Staunton, May 6 – Andrey Bazhutin, president of Russian Carriers Union, says that 4300 drivers remain on active strike, others have returned to work to earn money for their families and to spread the word to other drivers on their roots, but that all say they’ll be resume their labor action if officials don’t take them seriously on May 17.
That is the day when strike leaders are scheduled to meet with representatives of the transportation ministry and Human Rights Council. “If we are not listened to at that meeting, then the strike will enter a new stage,” the labor leader told the press in Moscow (rbc.ru/rbcfreenews/590c65669a79476c9f5cfcdd).
Bazhutin acknowledged that the greatest number of active strikers – some 3,000 – are in the North Caucasus republic of Daghestan, but he pointed out that there are some in almost all federal subjects of the Russian Federation.

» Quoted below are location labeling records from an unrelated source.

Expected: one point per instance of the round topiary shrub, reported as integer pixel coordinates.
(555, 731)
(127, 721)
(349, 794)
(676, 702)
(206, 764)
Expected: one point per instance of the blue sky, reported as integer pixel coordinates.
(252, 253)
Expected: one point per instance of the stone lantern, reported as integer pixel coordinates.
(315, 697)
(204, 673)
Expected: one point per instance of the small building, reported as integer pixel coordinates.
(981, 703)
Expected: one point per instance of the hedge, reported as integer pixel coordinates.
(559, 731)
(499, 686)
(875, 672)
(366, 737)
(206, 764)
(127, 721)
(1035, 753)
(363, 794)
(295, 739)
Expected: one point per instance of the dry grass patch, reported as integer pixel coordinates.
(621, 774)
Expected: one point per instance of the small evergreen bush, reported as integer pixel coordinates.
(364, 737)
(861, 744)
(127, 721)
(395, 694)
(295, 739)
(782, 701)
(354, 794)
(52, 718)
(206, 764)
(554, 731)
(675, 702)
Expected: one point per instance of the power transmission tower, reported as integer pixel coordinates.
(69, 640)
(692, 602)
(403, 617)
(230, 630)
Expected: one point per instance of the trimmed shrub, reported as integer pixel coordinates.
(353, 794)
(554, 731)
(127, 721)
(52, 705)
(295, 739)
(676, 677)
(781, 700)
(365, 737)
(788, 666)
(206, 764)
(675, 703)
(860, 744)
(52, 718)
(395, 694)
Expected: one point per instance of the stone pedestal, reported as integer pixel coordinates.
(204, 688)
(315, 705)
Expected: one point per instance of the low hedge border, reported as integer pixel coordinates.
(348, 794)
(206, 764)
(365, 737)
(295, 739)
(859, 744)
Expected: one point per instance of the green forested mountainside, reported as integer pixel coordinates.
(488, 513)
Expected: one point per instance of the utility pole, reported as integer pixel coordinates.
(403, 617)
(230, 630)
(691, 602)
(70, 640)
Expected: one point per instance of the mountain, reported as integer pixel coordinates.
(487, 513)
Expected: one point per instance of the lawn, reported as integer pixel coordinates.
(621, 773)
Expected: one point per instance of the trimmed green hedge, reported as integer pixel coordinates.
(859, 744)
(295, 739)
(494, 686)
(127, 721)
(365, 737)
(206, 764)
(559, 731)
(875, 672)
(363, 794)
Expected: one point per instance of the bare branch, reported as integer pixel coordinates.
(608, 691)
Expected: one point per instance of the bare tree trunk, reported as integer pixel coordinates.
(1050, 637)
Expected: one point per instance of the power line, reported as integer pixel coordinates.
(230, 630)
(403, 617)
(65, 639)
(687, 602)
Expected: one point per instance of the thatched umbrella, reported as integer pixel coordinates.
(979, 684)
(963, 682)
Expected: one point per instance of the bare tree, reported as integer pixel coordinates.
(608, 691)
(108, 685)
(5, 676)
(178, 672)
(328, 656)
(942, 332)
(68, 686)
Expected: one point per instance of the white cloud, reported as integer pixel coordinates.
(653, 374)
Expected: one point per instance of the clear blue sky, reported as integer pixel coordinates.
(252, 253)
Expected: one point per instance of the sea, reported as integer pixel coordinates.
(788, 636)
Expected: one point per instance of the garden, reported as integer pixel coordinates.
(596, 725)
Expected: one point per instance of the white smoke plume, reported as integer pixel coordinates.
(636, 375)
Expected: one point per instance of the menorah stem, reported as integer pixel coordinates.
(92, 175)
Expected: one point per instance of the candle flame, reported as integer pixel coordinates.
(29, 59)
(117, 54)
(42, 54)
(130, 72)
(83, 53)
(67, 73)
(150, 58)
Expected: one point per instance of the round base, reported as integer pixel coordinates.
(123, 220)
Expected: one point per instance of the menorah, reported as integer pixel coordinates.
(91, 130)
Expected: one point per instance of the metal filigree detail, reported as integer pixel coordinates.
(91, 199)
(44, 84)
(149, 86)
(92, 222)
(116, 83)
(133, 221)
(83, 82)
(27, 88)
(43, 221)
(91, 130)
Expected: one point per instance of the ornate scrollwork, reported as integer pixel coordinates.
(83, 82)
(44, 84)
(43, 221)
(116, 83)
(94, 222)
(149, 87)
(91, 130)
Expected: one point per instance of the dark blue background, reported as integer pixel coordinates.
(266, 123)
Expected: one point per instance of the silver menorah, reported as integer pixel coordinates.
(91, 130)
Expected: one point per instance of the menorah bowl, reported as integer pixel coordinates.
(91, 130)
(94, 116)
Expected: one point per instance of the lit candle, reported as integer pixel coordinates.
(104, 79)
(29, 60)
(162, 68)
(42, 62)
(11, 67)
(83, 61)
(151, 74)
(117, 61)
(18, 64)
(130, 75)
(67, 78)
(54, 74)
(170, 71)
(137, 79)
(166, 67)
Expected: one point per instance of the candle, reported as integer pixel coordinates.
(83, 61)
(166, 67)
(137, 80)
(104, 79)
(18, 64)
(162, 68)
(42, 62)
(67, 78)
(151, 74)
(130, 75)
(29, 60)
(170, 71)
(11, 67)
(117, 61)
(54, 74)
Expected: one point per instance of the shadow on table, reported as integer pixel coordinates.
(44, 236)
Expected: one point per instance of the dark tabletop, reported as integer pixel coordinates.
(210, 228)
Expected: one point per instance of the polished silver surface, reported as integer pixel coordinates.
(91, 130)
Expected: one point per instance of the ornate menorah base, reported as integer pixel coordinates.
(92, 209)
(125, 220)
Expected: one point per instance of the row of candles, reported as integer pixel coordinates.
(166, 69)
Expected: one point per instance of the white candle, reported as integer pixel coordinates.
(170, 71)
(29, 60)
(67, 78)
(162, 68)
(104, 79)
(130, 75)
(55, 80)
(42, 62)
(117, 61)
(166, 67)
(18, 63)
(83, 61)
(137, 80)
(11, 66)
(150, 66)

And he added that the strikers who have gone back to work are now spreading the word along their routes and attracting additional support.
Bazhutin welcomed conversations between the striking drivers and officials but noted that many officials were taking a hard line against the strike and that five drivers remain behind bars at the present time. The union plans to help them defend themselves in court (novayagazeta.ru/articles/2017/05/06/72389-pyatero-nashih-druzey-ostayutsya-v-tyurmah-istoriya-prodolzhaetsya).
Meanwhile, at the other end of Russia, in the Republic of Sakha (Yakutia), the first Congress of Long-Haul Drivers of Sakha took place. Initial reports suggest that both sides welcomed the dialogue but that little or no progress was made in resolving the key issues of disbanding the Plato fee system (yakutia.info/article/180193).